So, what are your plans at the moment? Do you intend to move back home? Will you be sleeping in the MBR?

My plan is to move back into the family home I have lived in for 15 years. I’m not sure whether it was right to leave in January but I am sure it is right to go back now.

I have given notice on my tenancy so have to be out in the next 3 weeks. I have also given notice to WW that I will be moving back in. This was met with resistance, where I think I held my ground, but it certainly wasn’t agreed to.

It hasn’t been discussed since, except the next day on the phone where WW requested, the next time we discuss “us” should be out of the house as she said d11 had overheard, which I don’t think was true. I wasn’t discussing “us” just informing her I need to move back in. I am in no rush for an R talk, that can happen if and when she’s ready. The problem is she feels any talk of me moving back is tied to an MR discussion/decision so I have realized it is too much pressure to bring it up again. I have stated what I need to do and now feel that is enough.
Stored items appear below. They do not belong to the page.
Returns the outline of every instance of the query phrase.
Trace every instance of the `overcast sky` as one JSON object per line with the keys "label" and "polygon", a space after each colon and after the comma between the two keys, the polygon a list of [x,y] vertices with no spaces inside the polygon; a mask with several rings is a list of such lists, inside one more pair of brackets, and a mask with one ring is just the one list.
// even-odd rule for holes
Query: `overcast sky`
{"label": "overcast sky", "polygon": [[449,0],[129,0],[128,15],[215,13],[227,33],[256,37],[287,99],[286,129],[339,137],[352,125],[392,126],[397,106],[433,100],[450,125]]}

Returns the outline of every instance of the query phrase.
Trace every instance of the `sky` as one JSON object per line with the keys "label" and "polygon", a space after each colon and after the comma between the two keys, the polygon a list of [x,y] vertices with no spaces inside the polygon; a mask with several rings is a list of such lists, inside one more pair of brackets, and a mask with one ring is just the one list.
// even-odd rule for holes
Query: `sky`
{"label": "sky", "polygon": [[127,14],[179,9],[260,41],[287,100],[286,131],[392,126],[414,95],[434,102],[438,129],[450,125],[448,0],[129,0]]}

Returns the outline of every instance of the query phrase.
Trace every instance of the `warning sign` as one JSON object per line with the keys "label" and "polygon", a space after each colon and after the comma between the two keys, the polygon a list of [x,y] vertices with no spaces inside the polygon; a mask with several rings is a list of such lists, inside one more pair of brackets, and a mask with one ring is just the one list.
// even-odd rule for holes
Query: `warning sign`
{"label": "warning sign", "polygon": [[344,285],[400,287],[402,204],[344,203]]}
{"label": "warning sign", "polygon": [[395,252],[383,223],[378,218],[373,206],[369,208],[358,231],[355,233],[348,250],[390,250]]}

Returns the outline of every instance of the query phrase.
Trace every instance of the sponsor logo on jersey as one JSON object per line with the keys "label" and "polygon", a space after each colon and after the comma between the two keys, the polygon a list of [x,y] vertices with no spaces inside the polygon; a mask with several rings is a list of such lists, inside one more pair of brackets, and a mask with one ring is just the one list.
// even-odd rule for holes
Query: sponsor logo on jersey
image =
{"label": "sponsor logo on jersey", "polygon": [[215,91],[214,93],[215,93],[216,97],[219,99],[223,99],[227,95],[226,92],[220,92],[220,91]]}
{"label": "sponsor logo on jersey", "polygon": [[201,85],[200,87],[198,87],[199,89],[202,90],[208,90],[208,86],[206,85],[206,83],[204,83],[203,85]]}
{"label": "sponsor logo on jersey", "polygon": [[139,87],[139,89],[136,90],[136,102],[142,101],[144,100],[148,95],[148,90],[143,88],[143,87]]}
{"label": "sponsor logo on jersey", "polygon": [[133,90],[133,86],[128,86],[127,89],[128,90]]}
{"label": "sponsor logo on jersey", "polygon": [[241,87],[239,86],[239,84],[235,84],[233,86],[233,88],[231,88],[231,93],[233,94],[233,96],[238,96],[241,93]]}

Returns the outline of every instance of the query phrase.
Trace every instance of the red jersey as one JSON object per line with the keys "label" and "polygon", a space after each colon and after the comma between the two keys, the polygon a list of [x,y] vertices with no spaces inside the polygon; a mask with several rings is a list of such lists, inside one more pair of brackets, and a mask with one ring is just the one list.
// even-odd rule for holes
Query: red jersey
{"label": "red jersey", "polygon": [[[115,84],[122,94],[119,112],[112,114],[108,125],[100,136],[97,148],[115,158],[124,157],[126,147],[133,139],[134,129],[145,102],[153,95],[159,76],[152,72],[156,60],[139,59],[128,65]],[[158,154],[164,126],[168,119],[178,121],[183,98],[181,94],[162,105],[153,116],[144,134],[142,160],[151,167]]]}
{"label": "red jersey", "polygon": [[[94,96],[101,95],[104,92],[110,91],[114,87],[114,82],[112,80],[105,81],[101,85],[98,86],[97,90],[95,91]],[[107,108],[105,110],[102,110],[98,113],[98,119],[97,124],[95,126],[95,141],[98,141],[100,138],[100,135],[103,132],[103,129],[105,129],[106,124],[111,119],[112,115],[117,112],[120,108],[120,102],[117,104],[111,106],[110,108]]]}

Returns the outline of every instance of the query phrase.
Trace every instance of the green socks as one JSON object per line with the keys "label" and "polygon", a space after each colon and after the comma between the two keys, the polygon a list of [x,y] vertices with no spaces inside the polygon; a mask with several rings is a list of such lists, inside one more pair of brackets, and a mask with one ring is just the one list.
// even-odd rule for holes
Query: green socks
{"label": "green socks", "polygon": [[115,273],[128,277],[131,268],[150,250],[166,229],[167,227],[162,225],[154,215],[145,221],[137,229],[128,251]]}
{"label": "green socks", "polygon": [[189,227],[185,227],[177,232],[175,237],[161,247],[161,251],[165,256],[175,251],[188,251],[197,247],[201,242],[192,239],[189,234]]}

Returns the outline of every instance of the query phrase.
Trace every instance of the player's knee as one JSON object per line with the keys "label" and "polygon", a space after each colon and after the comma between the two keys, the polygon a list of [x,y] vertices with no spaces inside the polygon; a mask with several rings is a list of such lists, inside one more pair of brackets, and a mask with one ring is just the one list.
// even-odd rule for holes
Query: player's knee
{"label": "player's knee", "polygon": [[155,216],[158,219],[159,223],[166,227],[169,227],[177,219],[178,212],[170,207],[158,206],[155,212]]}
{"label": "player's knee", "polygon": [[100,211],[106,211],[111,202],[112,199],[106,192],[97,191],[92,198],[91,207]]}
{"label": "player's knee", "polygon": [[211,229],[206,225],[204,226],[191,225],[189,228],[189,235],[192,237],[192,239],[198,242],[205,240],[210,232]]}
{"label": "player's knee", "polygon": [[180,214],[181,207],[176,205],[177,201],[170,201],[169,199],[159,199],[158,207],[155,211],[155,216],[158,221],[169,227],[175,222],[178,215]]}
It has now been nearly two weeks since the discussion without it being mentioned again, even though we have been alone together in the house quite a few times. I feel it’s good she hasn’t initiated a discussion intended to deter me, My plan is to move back in over the next 3 weeks and enjoy spending more time with my kids, fixing my house etc, regardless of what she does.

I have been virtually living there anyway, just not sleeping and waking there and this whole time has been in complete harmony with no pressure or pursuit. I think we both would go so far to say we've been consistently getting on much better than the entire 12 months leading up to BD. I think this is down to my DBing, following the rules, and implementing consistent 180's concerning patience, communication & parental responsibilities. Thanks to so many kind people on this board, i'm in a much better place as a person than I was a few months ago.

I am pretty sure she has gone NC with OM and is dealing with the withdrawal. I certainly won’t initiate an R talk and I'm in no rush for her to. Re transparency, I won’t even mention the word, unless we are at a point where she is really asking what I need from her to rebuild trust and stating that she is willing to do anything necessary. She is leaving her phone out and her pc on much more now and has never been very good at hiding things anyway, so it might not be needed smirk

I realize this is a marathon, and that the mess of the EA needs to be resolved before she can work on releasing her resentment and consider working on our MR. I am ready for this process to take many, many months and won’t be surprised if it doesn’t happen at all. I’ve made my peace with the fact it’s out of my control and she has to make her own decisions on her own journey. I have also dealt with my anger with what’s happened, or for kids sake I wouldn’t be moving back in.

There certainly could be some resistance to me moving back into the MBR. I have a plan to clear some space in the attic, so if necessary I can sleep up there. I would prefer to be in the MBR, especially now I realize how symbolic it is, but I’m not going to die on a hill for it. I will let her have it for now if it’s that important to her, but won’t volunteer that information up front.

I’ll check with a L regarding the legality of me moving back. But I know for a fact if she tries to legally stop me I will properly implement the LRT and go darker on her than I ever have with everything except kids necessities. Me enabling this cake eating in the throne of power has to stop whether I am living there or not.


LBH 47 WW 47, M 15 T 18
D 11 S 14
BD, I moved out (duped) Jan 18
3 yr EA with ex-H discovered: Feb 18
I moved back in: Aug 18 (against her wishes)
...No R No M/C, continued limbo, dropping the rope!